I think the first place for me to start is an explanation of what bipolar disorder is and what it means for me as someone living with it. In my first post Living with bipolar disorder I mentioned that people find it hard to understand what bipolar if they haven’t experienced it themselves. So, for me I’d describe it is a mood disorder which effects my life through having periods of highly elevated episodes and periods of depressive lows. With both of these, I have little to no control over them as I’m very much a slave, like you’ve boarded the bipolar train which goes up and down and with no way to get off. I will explain my hypomania and depressive parts in more detail in later posts but here is the brief version of a very long subject:
For the purposes of this I am going to focus on type 1 and type 2 bipolar definitions. I am type 2.
For both types there are two distinct phases from highly energized and euphoric stages called mania and the lesser form hypomania, to depressive stages. These moods persist for the majority of the day and every day for a few days depending on the typical duration for each respective period. The main difference between type 1 and type 2 is that type 2 do not hit mania, we have hypomania and our periods do not often last as long as type 1’s; I’ve read that type 2’s last for 3-5 days (as mine do, sometimes a week) but type 1’s from week upwards.
For Type 2 sufferers these hypomanic events can be rewarding – you have feelings of elation and creativity and periods of joy, feel really good about yourself like your sexy, but there are down sides with excessive talking and obsessional behaviors and risky adventures – spending money or promiscuity. Type 1 sufferers have a much worser deal because all the above is intensified further. The behaviors and how they effect others are different between the two types, as type 1’s often need medical intervention as they are more disruptive to society/friends/family and themselves. Both also have grandiose ideals and can believe things that aren’t quite true – like one is a god! but again this is different with hypomania compared to mania. I once quit my job and refused to work my notice period because I felt I was better than others and had more important things to do. The fortunate part is that not every time I have an episode do I experience all the things in one go!
There is also another element of mania and hypomania and that comes in the baggage and that is when feeling happy and creative it’s often that you have fleeting ideas and thoughts enter your head quickly enhancing this productivity – everything you think and feel is amazing! You also need less sleep than normal, type 1 sufferers, I’ve read, can usually go without sleep for a few days, as can type 2 but for me a few hours sleep is fine. However, there is a flip side to this coin which is what both sides suffer with (or at least I definitely do) is that the insomnia and chaotic thoughts don’t let up and as the days go on, what was once a welcome idea and thoughts because so loud and and chaotic that a daydream becomes a nightmare that you can’t wake up from – it’s like trying to block a busted water main with just your hands.

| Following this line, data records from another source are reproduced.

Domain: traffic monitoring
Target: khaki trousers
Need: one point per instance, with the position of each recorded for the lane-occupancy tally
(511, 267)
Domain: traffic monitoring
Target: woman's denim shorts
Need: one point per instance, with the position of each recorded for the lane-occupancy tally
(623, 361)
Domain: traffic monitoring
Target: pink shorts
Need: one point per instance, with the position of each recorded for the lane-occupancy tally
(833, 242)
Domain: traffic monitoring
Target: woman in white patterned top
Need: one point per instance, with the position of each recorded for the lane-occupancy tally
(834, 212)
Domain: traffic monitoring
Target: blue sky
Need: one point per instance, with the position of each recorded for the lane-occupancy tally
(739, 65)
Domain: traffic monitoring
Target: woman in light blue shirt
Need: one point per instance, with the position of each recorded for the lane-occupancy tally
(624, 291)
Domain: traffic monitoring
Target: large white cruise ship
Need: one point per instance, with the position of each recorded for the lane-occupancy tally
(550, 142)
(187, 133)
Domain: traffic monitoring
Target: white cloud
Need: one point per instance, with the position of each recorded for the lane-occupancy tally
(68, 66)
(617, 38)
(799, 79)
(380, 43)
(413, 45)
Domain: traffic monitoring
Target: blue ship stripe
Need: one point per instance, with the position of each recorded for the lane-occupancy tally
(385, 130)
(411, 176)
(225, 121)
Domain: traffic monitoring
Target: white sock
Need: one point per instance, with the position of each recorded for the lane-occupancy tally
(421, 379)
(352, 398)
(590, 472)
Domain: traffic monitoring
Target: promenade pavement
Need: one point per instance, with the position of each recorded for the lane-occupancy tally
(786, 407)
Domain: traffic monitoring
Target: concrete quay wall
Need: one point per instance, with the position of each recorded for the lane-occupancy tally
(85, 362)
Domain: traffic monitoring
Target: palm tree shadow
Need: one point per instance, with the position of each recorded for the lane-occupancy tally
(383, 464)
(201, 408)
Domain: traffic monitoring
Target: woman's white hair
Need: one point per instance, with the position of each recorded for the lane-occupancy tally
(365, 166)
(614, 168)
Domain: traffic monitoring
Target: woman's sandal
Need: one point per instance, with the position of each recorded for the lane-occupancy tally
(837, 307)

The depressive periods, however, are the same for both type 1 and type 2 sufferers, but some arguments can be made for type 1 experiencing more suicidal idealizations while type 2 suffer more/longer periods of depression. It is for this reason that type 2 sufferers seek professional help for the depression side of equation but don’t seek it when they are elated. While type 1 sufferers often need medical intervention with the highs. With the depressive episodes, I can feel dispirited, dejected, disheartened and desolate. I’ve often planned my death a hundred different ways and relived them in my head, feeling them as if they have happened.
Sorry to end on such a downer, but I hope I have covered everything!